En effet, la consultation de différents devis avait uniquement pour but de respecter les critères posés par l’article 142 de la loi du 7 décembre 2020 tirés du choix d’une offre pertinente, en faisant une bonne utilisation des deniers publics ;

À ce titre, elle n’était pas soumise, notamment, à l’obligation de communiquer aux entreprises sollicitées des critères de choix des offres ;

Tirant les conclusions de son raisonnement, le juge d’appel a écarté le moyen tiré de ce que le contrat en cause aurait été conclu en méconnaissance des règles de publicité et de mise en concurrence applicables à la procédure adaptée à laquelle la commune se serait spontanément soumise.

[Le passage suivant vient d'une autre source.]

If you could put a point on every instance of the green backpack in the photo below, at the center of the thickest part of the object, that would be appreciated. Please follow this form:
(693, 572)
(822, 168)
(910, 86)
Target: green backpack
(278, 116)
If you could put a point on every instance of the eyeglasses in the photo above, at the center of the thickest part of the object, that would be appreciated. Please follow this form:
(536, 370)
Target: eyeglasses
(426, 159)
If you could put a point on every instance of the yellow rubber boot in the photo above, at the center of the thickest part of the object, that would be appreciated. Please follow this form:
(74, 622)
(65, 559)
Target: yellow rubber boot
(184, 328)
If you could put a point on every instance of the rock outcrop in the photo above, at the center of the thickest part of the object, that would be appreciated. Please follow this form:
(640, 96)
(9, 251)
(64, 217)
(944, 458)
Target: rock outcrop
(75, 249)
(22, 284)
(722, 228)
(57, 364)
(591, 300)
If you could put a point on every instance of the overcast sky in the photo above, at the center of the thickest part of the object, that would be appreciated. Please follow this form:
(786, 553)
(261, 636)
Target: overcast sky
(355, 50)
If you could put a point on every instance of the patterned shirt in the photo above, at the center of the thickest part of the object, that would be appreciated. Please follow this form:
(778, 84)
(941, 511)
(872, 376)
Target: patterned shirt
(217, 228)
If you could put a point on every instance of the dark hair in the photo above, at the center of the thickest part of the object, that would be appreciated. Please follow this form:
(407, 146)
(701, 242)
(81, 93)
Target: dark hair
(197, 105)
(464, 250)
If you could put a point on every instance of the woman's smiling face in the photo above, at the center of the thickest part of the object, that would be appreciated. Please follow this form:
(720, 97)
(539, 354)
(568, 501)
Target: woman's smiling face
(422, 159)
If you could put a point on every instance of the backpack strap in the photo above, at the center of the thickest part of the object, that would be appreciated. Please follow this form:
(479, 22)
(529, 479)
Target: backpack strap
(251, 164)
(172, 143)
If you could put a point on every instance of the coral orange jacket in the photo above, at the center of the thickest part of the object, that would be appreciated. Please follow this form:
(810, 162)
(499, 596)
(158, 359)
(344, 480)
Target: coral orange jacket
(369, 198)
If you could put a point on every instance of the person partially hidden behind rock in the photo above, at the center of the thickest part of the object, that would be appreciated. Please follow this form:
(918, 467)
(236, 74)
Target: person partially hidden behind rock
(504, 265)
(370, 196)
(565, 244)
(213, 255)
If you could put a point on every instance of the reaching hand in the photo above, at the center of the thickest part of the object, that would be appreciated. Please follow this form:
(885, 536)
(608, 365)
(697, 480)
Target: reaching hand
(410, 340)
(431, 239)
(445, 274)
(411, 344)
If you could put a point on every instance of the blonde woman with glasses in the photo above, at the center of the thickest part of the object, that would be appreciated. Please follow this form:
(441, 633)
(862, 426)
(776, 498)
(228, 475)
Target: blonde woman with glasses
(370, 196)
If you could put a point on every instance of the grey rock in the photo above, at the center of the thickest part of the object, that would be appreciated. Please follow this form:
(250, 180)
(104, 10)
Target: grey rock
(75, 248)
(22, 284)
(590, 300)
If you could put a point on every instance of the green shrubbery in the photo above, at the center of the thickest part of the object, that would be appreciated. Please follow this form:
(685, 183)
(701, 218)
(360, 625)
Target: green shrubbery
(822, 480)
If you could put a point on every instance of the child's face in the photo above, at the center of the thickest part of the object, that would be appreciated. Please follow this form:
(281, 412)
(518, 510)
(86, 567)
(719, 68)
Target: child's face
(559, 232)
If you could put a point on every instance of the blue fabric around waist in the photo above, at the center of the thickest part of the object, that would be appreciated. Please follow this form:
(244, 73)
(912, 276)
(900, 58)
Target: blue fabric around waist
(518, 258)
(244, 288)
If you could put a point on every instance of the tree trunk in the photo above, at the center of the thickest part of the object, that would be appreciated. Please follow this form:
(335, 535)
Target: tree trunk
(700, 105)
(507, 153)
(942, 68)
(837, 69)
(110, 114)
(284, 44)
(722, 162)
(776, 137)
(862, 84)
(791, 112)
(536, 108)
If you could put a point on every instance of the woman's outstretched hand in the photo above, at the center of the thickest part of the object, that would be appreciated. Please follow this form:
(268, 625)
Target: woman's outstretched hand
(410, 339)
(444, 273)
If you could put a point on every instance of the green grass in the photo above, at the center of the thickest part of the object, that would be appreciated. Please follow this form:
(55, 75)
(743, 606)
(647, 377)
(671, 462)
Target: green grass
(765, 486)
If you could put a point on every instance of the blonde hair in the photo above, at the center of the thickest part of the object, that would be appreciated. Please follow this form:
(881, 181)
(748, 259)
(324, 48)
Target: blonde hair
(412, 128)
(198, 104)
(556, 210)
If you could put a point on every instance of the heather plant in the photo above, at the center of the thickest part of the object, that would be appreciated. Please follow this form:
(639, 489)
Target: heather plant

La cour a ensuite écarté un moyen tiré de l’absence de mise en œuvre par la commune de la procédure de détection des offres anormalement basses alors que les requérants ne développent aucun argument dénonçant l’absence de pertinence de l’offre retenue, la mauvaise utilisation des deniers publics ou l’interdiction de contracter systématiquement avec un même opérateur économique, seuls critères posés par l’article 142 de la loi du 7 décembre 2020.

Dans ce cadre, le recours des trois élus a été rejeté.

En conclusion, cette décision illustre l’application des dispositions dérogatoires permettant aux acheteurs publics de conclure des marchés de travaux sans publicité ni mise en concurrence pour des montants inférieurs au seuil de 100 000 euros HT.

Elle précise particulièrement que la sollicitation de plusieurs devis pour un marché de travaux inférieur à 100 000 euros HT, relevant du dispositif dérogatoire de l’article 142 de la loi ASAP, ne vaut pas engagement à respecter les règles d’une procédure adaptée.

En effet, une telle consultation s’inscrit uniquement dans le respect des obligations minimales prévues par ce texte : choix d’une offre pertinente, bonne utilisation des deniers publics et absence de contractualisation systématique avec le même opérateur.